The power of relational descriptions lies in their ability to triangulate experiences. When a wine connoisseur describes a Cabernet as having “notes of blackcurrant with hints of cedar and a velvety mouthfeel,” they’re not attempting to transmit the exact taste but rather positioning it within a constellation of reference points that help us anticipate where this new experience might land in our own sensory landscape.

This approach acknowledges that while direct transmission of qualia is impossible, we can construct frameworks of comparison that narrow the experiential gap. Consider how we describe music to friends: “If you like the rhythmic complexity of band A but want something with warmer vocals, you might enjoy band B.” Such descriptions don’t capture the full experience but provide sufficient contextual anchors for meaningful navigation.

This is where Large Language Models becomes interesting. They have been trained on vast amounts of human testimony about experiences, and boiled it down to an embedding space in which we can do numerical operations. In this case our numerical operations is an attempt to capture your personal experiential space – creating a map where your past reactions to products become coordinates for navigating toward future satisfactions.

Imagine a personal AI shopper that:

  1. Maps Your Experiential Space: Through conversations about your past experiences with products, cuisines, or sensations, the AI develops a map of your personal “qualia space.”
  2. Offers Calibrated Predictions: When you consider a new product, the AI can leverage its understanding of how experiences typically relate to predict where this novel experience might fall relative to your known reference points.
  3. Learns From Feedback: After you’ve had the actual experience, your feedback helps refine the accuracy of these predictions, improving the model’s understanding of your unique perceptual framework.
  4. Creates a Personal Qualia Dictionary: Over time, this creates a personalized framework for communicating about subjective experiences that’s calibrated specifically to your sensory history and preferences.

Such a system would be able to articulate why and how a new experience might relate to known ones. It would be able to make predictions for entirely new experiences based on descriptive properties of said experience, drawing from descriptors across both sensory, emotional and functional dimensions. It would enable you to develop a refined vocabulary for discussing subjective experiences by offering particular words and phrase to choose from. Increased dialogue with such a system would increasingly refine its ability to “get it right” and offer up recommendations such as: based on your description of enjoying X for reasons A and B, you might find Y offers a similar experience but with more intensity in dimension C.

The future of e-commerce

The future of e-commerce is not about pushing products via another more powerful recommendation engine powered by AI. It is about figuring out how to build experiential translators that speak the language of your personal sensory history. It is not about telling you what others liked; it is about telling you about how you might interact with something new.

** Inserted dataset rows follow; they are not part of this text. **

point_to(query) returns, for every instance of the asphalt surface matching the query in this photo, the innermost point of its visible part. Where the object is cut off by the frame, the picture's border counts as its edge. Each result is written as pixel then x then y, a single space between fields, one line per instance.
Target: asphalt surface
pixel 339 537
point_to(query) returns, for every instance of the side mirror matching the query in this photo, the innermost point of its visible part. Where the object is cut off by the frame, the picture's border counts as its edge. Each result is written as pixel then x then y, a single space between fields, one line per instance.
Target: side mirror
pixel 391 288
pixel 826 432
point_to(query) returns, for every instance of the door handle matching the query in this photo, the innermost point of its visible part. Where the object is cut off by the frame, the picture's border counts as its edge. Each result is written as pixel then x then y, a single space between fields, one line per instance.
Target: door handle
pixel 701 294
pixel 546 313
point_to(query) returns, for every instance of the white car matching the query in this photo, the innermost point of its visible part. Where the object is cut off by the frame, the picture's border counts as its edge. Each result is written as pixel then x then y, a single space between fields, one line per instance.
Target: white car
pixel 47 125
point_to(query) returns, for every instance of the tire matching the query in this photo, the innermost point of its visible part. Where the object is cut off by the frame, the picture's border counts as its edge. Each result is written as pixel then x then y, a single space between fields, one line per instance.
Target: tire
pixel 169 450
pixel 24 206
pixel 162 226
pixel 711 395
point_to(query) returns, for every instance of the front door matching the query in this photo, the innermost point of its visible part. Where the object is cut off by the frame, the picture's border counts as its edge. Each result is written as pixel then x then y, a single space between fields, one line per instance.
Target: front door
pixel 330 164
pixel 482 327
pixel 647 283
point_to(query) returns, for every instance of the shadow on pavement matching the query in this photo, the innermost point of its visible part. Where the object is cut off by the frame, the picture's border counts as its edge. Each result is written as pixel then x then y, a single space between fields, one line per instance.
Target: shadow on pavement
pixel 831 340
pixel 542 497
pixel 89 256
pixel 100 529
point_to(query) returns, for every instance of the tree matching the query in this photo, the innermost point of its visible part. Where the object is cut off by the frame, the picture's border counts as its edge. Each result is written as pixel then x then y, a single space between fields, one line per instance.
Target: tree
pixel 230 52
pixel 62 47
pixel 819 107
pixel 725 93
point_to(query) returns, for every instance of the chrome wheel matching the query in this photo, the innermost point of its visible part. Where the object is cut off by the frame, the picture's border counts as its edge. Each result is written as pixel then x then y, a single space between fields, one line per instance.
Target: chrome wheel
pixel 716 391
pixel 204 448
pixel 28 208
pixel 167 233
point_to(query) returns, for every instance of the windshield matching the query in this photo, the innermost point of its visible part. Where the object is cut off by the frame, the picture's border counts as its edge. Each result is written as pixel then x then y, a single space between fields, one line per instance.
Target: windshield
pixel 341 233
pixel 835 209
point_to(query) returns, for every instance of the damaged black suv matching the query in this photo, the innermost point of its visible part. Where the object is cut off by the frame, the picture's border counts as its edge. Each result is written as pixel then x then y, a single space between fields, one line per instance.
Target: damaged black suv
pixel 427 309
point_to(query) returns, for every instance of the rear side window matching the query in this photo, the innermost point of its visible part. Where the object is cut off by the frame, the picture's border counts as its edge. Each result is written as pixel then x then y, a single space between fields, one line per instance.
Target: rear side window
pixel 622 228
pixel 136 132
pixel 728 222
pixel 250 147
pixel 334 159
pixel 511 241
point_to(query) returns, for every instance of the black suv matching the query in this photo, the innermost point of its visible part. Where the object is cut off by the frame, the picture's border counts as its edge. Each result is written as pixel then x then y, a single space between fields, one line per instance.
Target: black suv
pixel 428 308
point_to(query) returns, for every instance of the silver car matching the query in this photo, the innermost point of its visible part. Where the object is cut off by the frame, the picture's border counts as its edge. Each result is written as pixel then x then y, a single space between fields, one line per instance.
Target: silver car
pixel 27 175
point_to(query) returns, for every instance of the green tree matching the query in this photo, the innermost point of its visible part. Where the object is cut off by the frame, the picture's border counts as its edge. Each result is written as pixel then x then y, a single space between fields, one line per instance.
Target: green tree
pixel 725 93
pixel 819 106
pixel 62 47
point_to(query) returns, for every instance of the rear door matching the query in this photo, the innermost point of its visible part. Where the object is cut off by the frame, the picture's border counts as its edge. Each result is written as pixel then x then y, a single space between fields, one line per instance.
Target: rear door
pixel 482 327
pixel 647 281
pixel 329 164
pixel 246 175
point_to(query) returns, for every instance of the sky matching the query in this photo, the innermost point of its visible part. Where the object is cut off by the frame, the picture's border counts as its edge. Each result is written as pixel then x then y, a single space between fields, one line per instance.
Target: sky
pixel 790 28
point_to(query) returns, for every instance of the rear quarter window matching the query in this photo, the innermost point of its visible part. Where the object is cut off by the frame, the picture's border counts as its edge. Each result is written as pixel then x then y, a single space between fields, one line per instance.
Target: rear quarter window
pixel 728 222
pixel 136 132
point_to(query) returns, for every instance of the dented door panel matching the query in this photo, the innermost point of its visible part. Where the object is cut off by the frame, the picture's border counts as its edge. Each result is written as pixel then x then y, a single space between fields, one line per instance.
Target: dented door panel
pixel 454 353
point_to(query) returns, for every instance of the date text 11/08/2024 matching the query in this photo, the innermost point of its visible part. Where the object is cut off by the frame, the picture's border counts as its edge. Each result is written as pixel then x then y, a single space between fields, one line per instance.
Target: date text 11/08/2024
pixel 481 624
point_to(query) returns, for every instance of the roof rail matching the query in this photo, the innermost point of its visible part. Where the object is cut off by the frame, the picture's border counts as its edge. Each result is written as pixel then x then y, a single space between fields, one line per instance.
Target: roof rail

This shift represents a fundamental reorientation of consumer culture. Commerce has thrived on the gap between promise and fulfilment – that space where anticipation lives. But what if technology could narrow this gap, not by making products better, but by making our understanding of our own preferences more precise?

Maybe we can go from status and affiliation to actual enjoyment of our purchases – where we are not experiencing fatigue of options and choices, but have a solid map for navigating to enjoyable experiences and meaningful purchases. As we develop a more articulate relationship with our own experiences, as how we feel, taste and sense expands, our awareness of subtle differences sharpen. We may transform from passive consumers driven by status anxiety into conscious connoisseurs of our own unique experiential landscapes – making choices that genuinely resonate with our individual sensibilities rather than simply echoing the preferences of others.